Mereka kehilangan keluarga, tempat tinggal, akses pendidikan, rasa aman, bahkan masa depan yang seharusnya terbentang di hadapan mereka. Di berbagai belahan dunia, penderitaan anak-anak menjadi jejak paling nyata dari kegagalan negara dan para pihak yang berkonflik dalam melindungi warga sipil. Hal ini mengingatkan kita, anak-anak yang turut ditangkap dan mengalami penyiksaan oleh aparat kepolisian pasca demonstrasi besar Agustus tahun lalu.

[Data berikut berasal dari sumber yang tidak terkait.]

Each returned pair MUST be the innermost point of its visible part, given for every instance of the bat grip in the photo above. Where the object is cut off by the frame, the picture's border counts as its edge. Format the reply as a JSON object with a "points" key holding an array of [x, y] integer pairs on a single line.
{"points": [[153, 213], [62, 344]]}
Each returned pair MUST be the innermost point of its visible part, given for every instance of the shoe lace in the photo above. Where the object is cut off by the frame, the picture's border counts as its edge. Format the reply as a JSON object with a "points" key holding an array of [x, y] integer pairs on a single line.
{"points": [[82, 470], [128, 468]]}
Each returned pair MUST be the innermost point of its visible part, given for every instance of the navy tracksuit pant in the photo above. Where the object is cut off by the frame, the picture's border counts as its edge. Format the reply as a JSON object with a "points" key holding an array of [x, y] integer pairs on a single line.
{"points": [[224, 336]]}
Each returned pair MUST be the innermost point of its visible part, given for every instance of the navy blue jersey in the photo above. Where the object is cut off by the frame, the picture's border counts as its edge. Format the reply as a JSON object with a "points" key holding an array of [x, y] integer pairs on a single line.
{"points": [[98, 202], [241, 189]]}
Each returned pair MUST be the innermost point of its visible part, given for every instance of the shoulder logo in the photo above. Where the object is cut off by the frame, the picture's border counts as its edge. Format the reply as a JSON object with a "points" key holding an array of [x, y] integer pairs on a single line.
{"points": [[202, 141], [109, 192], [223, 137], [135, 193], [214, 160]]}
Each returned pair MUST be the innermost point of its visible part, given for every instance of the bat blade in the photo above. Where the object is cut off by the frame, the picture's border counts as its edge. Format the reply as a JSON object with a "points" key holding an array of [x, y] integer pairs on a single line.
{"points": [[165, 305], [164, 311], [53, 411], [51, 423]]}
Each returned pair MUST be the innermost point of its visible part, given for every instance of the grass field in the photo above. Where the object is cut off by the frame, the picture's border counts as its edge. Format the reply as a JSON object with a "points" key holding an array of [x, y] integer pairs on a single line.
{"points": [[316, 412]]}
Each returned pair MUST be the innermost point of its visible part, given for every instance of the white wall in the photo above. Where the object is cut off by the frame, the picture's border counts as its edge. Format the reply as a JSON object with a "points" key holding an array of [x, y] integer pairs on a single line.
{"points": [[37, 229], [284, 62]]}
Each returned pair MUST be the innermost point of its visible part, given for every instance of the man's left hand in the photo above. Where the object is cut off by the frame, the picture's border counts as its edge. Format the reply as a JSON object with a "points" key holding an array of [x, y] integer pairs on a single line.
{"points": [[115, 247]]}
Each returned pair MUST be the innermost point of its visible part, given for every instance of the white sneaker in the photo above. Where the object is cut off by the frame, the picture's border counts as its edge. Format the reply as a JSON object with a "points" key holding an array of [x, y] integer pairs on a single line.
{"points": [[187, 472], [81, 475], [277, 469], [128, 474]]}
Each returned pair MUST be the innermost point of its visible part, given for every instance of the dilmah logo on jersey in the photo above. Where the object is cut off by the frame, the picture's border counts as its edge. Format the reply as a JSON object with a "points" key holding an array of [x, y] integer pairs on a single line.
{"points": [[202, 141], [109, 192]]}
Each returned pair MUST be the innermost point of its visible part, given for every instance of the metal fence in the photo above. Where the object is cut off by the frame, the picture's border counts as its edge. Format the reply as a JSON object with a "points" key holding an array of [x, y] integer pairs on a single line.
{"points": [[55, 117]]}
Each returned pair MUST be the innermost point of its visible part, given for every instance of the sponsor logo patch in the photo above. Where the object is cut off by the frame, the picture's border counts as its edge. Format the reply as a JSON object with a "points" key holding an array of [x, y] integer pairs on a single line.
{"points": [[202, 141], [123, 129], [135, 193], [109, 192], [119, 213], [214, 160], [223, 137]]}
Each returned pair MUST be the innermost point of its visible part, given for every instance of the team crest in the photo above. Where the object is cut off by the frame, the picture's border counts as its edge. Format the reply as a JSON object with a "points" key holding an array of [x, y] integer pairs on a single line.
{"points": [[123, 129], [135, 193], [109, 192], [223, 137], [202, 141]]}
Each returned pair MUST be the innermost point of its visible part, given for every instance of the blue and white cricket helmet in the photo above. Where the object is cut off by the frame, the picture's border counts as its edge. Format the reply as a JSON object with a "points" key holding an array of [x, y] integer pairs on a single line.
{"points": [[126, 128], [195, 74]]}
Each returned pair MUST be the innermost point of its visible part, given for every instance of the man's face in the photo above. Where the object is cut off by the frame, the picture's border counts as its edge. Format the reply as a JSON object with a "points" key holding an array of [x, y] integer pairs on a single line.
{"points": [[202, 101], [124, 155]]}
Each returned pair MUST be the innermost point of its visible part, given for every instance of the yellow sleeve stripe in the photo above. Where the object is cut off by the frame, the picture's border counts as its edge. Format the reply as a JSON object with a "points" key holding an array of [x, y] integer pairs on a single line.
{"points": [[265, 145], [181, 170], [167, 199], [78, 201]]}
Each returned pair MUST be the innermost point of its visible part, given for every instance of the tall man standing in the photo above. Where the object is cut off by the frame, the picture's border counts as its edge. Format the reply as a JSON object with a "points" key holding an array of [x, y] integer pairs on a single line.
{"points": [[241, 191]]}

Menguatnya Supremasi Militer

Menurut Dhea, berbagai kebijakan yang diterapkan rezim Prabowo Subianto hampir dua tahun terakhir, dinilai mengarah pada menguatnya supremasi militer. Menurutnya, perluasan peran tersebut tidak hanya menghadirkan militer ke ruang-ruang yang sebelumnya dikelola sipil, tetapi juga membentuk fondasi kekuasaan yang lebih besar di masa mendatang.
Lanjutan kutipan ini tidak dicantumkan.